Lectures on the principles of the Japanese tea ceremony – wa (harmony), kei (respect), sei (purity), and jaku (tranquility) – were reinforced by a visit to the Garden’s tea house, where we got to walk through the roji (tea garden) and witness a tea ceremony led by the staff. A professional gardener visiting from Japan demonstrated how to split fresh bamboo and tie knots to build bamboo fences, we participated in a master class on maple pruning at a local nursery, and spent four days at a stone yard designing and constructing a nobedan and tsukubai – the stone pathway and water basin arrangement that are key elements in a roji.
As if all that weren’t enough, there was the Portland Japanese Garden itself – everywhere I turned I saw a technique or idea that I couldn’t wait to incorporate into the Bonsai Museum’s gardens. The most immediate element I plan to add are traditional Japanese bamboo fences, both to impart a feeling of authenticity and as an aesthetically pleasing way to protect the garden beds.
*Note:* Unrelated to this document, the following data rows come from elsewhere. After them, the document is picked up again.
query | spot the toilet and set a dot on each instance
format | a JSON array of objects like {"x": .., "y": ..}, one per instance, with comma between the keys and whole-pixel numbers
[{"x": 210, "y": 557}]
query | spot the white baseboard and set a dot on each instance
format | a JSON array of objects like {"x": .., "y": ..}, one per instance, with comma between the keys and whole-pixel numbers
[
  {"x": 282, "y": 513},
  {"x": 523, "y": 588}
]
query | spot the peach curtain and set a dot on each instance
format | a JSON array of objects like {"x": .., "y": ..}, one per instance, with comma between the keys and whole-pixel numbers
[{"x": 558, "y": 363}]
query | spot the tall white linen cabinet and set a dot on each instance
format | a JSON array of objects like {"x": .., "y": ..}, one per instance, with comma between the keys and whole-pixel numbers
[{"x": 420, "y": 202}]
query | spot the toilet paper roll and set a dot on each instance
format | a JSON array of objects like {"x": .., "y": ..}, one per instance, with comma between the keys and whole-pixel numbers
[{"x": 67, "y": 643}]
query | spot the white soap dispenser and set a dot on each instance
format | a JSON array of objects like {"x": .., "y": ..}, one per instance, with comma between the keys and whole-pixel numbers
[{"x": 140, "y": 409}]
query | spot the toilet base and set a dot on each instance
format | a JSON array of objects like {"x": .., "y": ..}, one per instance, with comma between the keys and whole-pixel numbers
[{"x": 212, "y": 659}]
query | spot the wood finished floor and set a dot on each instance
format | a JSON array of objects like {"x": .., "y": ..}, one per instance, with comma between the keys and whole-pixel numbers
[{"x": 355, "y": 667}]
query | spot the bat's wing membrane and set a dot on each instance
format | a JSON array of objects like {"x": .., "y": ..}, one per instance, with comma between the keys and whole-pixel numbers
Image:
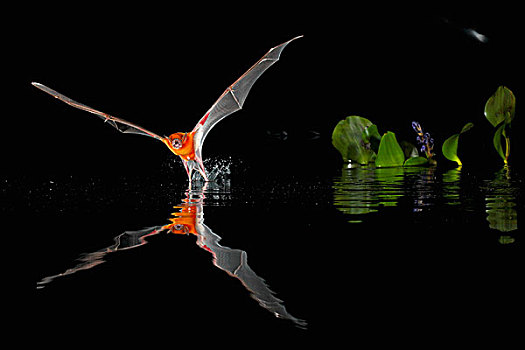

I also received advice from other professional Japanese gardeners on how to include the design principles of simplicity and enclosure to improve specific areas of the garden, and visually unify them with the collection as a whole.
This was only the tip of the iceberg, and I’m still processing all I learned so that I can best foster the gardens at the Bonsai Museum, all the while keeping wa, kei, sei, and jaku as the guiding principles in my approach.